La máquina que no hace nada
Pavel R. Ocampo
Quizás lo más extraordinario respecto a ella, es la cantidad de gente que acude. Una interminable fila —y no es hipérbole— de personas ansiosas por depositar su dinero en la hambreada cavidad de la máquina. Cuando alguien que no la conoce llega y pregunta por lo que está pasando, la respuesta es siempre la misma: esperamos nuestro turno. ¿Turno para qué? Para usar la máquina. La fila en la Yaya, como ha sido bautizada, avanza poco a poco hasta que por fin ha llegado el turno del ignorante. Se deposita el billete en la cavidad y entonces la máquina arranca su complejo proceso de no hacer nada.

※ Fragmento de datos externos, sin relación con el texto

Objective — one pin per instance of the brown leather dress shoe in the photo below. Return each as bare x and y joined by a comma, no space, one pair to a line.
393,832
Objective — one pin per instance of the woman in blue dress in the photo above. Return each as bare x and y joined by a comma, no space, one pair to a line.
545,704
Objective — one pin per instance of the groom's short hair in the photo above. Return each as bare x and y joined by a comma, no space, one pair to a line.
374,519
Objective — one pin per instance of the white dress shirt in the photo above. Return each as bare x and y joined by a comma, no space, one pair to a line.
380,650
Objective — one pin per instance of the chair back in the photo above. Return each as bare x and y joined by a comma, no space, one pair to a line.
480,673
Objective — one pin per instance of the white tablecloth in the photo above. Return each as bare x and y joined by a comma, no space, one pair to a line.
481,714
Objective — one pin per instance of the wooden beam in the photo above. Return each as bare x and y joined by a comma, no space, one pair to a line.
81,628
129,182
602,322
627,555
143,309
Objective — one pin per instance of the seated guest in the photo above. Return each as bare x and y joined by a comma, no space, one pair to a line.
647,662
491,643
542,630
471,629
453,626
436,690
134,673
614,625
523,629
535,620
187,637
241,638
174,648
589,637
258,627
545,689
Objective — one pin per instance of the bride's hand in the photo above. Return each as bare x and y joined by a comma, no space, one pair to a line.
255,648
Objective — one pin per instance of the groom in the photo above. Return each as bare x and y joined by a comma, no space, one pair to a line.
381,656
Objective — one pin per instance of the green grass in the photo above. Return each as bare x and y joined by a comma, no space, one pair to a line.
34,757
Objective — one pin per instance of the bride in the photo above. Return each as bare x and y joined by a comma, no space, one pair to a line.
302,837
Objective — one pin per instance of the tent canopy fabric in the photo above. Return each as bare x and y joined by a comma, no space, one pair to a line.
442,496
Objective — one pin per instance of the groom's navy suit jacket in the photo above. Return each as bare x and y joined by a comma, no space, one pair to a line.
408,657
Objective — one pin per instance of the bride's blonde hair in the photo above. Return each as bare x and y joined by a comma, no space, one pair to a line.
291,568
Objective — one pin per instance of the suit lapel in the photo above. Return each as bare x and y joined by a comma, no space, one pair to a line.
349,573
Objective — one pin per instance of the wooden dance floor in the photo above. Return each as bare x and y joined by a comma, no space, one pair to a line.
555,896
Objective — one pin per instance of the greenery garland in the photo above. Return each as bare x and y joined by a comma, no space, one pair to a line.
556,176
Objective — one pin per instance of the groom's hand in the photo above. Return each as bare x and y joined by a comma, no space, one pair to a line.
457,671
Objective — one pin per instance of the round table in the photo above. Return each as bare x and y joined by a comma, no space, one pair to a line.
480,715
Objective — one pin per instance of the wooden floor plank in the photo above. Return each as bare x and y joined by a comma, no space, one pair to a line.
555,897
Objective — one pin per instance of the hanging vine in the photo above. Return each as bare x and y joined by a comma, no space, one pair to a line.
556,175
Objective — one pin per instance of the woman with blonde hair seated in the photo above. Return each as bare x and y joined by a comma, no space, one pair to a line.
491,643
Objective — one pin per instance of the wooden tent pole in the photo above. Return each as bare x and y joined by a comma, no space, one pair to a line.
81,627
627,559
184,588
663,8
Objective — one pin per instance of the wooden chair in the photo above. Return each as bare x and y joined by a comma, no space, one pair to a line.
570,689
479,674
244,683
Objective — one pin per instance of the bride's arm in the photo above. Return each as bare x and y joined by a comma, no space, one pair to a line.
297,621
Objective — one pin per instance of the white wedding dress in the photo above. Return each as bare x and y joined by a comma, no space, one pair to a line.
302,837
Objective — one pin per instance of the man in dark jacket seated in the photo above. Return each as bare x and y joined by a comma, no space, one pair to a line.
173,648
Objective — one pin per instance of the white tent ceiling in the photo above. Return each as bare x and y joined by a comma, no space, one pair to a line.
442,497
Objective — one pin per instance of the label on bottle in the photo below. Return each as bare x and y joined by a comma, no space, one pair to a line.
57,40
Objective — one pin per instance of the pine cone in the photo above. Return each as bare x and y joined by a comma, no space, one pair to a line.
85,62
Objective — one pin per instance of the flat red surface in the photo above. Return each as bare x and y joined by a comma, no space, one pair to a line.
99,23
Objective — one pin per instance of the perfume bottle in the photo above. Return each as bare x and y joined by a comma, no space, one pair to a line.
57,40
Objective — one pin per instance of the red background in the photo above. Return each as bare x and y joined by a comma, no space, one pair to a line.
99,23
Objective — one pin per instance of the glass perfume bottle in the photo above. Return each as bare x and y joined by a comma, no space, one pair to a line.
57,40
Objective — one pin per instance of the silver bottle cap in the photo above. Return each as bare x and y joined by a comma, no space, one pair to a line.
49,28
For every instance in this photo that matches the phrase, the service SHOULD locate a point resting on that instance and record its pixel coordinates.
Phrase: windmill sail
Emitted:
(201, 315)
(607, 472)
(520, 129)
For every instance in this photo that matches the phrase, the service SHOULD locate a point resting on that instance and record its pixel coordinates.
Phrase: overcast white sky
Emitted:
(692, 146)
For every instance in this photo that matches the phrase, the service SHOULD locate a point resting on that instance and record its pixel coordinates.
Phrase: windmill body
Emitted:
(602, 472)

El nuevo cliente observa con sus enormes ojos los de la máquina. Espera. Nada ocurre. Continúa esperando. Nada. El hombre de detrás lo apremia. “Ya me toca”. El nuevo cliente se aparta para que el otro use la máquina. Está abrumado. No puede creer que aquella máquina no hiciera nada. Una cascada de dopamina le calienta el cerebro. Necesita verlo de nuevo. Una máquina que no hace nada es una genialidad bárbara, una singularidad digna de ser usada otra vez. Apura un billete del bolsillo y vuelve a la fila. Necesita el vacío de aquellos ojos. Necesita la adrenalina de esperar y no obtener nada. Porque quizás esta vez ocurra algo. O no. O sí. “Apresúrense.”